Some mainstream publishers have become creative in how they handle the “slush pile.”

You create a profile on their site, submit your entire novel or book, and other writers read and rate the book or novel. If you get the popular vote, an editor gives you a free critique and if the editor likes it, a publishing contract.

I registered on one of these sites and uploaded a nonfiction book I had finished. People cluttered my timeline asking for me to read and rate their books and novels. Few actually read mine in exchange. One person told me how best to trick the system so my ratings will go up quicker. The books and novels I rated went un-discussed. A month later I stopped visiting the site. Six months ago I deleted my profile and book from the site. My overall experience was not good.

I’d rather submit the old fashioned way than risk plagerism by posting my entire novel or book online. People wanted their name known. They played the system, trampled over people to get their work read, and it was frustrating and overwhelming. Overwhelming because with all the social networking we have to do as writers, having to read an exhausting amount of novels or books just to get others to read and rate yours bled over into my carefully balanced schedule.

It also made me realize what those editors must be feeling every day that they come to work. They read from the slush pile or get rude emails from needy writers who think their work is the next C.S. Lewis. The risks of submitting to these sites outweigh the potential. I can’t see the value in that system. After all the work that I put into Book 1: The Rose Door of The Origin Series and the hours I am putting into Book 2: Firebrand, being so careless as to publish the whole thing online makes me nervous. It’s like winning the lottery, cashing the ticket, and leaving the bag of cash on the driveway and hope it’s still there in the morning.  There’s potential for publication, but it takes more work than its worth just to get heard on those sites.

I’d rather write, submit, and do my normal social networking, because I can’t live like that. I can’t make this all about me or there’s a danger of the system having a negative influence on me.

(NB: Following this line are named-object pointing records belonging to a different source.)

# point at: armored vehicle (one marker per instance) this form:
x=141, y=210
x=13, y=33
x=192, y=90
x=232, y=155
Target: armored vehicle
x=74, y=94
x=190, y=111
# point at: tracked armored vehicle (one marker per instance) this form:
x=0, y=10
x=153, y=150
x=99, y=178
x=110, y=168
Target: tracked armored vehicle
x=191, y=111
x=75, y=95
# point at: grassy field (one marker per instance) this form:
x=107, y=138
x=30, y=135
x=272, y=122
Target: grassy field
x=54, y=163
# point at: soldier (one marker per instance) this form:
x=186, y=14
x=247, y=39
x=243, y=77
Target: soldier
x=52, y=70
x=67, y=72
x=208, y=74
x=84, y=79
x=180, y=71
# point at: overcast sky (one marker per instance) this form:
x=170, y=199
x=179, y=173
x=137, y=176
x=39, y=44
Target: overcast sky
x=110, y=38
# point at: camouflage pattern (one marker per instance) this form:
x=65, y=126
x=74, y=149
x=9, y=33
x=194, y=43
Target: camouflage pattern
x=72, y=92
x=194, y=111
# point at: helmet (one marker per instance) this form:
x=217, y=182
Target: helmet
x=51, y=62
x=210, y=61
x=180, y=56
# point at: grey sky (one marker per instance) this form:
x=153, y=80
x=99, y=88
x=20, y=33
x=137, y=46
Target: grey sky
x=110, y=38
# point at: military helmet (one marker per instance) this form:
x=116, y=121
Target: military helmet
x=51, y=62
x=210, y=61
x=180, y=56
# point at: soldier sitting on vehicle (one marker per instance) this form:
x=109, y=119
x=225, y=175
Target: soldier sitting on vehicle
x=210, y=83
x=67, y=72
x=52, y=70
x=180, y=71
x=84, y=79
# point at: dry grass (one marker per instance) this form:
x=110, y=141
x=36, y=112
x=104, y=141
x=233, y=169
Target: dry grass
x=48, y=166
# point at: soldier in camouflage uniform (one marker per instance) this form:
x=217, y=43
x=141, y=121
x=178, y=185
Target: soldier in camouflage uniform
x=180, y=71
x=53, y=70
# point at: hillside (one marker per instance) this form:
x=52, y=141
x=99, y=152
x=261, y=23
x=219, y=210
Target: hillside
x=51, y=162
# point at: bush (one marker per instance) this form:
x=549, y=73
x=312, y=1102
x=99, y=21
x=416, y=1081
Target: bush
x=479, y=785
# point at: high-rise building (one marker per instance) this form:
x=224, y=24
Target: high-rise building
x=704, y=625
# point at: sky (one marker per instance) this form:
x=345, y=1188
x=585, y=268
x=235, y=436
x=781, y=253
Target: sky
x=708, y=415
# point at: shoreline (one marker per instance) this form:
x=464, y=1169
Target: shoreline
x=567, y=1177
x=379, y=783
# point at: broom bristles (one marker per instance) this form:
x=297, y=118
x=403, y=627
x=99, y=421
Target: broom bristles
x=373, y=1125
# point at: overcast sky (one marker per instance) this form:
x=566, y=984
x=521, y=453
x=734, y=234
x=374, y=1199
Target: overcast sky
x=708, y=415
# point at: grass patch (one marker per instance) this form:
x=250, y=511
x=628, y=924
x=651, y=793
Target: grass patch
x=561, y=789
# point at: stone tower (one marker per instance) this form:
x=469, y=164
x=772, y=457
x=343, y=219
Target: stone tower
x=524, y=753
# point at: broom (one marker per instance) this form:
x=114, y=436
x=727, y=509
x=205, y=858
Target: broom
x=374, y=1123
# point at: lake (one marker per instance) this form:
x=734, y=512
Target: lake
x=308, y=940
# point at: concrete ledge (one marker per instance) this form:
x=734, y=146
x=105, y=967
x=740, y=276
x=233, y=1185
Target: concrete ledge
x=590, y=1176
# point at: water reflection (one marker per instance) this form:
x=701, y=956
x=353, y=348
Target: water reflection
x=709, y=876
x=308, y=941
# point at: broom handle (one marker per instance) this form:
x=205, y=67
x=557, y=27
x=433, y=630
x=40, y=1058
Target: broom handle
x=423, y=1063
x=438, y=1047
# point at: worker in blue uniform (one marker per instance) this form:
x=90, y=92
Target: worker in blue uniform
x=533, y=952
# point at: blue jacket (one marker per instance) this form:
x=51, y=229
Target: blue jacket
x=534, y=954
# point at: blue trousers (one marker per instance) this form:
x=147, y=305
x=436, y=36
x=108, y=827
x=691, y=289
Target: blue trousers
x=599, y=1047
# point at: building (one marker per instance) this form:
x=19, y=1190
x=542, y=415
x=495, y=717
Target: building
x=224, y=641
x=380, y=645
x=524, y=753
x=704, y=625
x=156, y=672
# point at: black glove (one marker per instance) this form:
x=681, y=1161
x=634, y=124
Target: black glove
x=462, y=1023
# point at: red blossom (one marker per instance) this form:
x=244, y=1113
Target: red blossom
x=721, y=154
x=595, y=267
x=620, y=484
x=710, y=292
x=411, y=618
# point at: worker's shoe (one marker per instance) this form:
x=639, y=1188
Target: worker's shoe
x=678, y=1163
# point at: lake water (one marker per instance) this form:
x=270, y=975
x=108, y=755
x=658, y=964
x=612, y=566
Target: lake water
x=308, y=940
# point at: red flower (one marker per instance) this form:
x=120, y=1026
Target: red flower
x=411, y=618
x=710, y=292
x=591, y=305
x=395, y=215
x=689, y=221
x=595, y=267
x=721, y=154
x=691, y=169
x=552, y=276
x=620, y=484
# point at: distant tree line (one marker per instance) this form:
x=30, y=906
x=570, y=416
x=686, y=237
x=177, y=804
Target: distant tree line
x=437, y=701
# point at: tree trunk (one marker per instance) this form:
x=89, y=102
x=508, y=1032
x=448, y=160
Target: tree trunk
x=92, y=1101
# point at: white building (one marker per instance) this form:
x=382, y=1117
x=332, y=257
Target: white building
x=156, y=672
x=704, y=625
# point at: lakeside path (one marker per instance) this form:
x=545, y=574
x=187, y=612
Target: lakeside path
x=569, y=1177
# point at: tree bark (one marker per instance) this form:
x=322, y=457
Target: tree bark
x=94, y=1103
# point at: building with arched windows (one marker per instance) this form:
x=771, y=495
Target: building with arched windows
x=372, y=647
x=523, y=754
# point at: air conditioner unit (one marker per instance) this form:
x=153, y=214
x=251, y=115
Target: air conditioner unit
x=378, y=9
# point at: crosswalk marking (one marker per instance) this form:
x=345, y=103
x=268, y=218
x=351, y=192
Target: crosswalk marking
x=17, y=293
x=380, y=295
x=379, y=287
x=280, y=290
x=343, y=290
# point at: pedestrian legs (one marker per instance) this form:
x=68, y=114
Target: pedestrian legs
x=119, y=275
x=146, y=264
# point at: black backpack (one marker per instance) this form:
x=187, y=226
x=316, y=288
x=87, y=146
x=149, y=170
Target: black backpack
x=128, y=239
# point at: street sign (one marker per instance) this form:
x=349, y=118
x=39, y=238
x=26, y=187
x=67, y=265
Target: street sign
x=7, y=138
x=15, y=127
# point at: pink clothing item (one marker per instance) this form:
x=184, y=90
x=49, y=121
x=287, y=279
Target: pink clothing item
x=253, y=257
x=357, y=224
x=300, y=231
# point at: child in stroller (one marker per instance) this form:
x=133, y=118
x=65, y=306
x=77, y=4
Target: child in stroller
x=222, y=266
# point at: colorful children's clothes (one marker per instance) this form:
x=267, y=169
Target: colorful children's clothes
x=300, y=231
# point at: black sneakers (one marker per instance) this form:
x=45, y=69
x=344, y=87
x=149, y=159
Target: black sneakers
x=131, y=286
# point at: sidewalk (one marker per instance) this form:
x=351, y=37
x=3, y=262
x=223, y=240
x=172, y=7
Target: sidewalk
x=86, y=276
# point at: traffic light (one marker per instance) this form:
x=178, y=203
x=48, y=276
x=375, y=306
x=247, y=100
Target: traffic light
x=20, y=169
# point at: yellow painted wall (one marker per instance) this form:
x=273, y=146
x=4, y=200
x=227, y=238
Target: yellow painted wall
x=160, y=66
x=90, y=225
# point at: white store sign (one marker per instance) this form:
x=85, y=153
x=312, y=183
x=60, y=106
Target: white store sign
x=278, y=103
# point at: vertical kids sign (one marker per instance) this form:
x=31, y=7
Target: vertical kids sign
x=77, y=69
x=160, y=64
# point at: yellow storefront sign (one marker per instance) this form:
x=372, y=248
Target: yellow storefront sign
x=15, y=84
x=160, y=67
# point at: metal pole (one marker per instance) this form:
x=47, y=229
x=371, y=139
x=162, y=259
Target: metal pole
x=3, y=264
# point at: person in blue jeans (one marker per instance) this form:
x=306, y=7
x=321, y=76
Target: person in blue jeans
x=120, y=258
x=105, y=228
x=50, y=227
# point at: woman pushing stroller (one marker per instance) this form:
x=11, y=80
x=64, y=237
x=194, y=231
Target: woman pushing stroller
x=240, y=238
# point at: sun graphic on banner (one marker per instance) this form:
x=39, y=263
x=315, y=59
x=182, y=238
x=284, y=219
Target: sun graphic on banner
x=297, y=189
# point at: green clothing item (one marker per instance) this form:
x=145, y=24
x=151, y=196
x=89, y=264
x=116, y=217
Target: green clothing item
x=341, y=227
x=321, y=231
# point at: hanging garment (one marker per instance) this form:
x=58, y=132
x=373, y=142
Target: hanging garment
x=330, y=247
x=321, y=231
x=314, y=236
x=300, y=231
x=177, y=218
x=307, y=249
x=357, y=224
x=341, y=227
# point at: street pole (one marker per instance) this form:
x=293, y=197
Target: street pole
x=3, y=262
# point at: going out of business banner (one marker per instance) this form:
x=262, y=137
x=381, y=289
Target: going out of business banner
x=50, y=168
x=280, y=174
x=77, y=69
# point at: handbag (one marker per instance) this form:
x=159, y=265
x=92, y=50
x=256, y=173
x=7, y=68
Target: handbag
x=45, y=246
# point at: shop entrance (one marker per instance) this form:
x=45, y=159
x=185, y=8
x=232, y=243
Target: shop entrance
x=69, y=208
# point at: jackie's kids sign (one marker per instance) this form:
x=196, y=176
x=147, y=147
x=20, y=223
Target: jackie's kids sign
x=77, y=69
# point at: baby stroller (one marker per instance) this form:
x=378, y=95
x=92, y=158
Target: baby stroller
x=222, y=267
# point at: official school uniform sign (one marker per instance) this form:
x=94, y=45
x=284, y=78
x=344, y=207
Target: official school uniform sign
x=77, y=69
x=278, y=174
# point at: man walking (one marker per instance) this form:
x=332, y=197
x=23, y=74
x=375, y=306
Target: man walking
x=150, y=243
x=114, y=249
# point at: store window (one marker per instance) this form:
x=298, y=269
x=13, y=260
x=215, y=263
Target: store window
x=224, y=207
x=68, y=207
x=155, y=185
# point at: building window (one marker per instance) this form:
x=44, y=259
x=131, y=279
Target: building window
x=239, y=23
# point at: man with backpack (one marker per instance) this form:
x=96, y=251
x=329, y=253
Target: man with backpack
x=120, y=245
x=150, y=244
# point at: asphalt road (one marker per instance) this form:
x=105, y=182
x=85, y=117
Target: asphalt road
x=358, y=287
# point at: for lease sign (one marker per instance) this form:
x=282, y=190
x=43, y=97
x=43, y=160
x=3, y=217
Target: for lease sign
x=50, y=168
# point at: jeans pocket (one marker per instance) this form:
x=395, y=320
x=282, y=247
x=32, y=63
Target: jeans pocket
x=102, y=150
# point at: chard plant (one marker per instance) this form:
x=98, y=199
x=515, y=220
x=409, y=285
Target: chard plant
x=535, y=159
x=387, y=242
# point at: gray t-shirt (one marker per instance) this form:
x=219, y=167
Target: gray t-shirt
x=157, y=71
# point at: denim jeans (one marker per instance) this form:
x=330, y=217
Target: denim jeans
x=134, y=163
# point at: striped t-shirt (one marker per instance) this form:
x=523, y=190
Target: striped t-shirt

Over at the Rabbit Room yesterday, I read:

“As I pondered this, I remembered an anecdote that I’d read, or heard (I can’t remember which) of a conversation that Lewis had with Walter Hooper, his secretary at the time of his death. One day, as they sorted through letters, they were discussing the knights of the Round Table who went out in search of fame, glory, and “worship.” Surrounded by letters to Lewis from dozens of smitten readers, Hooper was struck by the similarity of Lewis’s fame to those of the knights and asked the hard question: was Lewis was aware of the fame he garnered and did he have to resist the desire for worship? “Every day,” was the gist of Lewis’s quiet answer.” (Sarah Clarkson)

Imagine receiving all those letters every day and having to remember that it’s not about you. The connections C.S. Lewis made with his fans is the kind of life I would like to live; to treat every email and comment as much as I can afford like a real person—not as a fan, but as someone I can connect with and encourage. Influence is a powerful tool in our culture. People use it for good and bad. At my old high school the slogan across the back of the gym was: The pen is mightier than the sword. Just look at the media and the influence of celebrities. For some people, all it takes is one word from a celebrity to change some people’s minds politically or otherwise without anyone checking the facts.

So if you choose to upload your book or novel to these sites, do so with caution. Some risk is required when pursuing publication, but how much is an individual decision. For me, the risks outweigh the potential on these sites.

What experiences have you had on these kind of sites?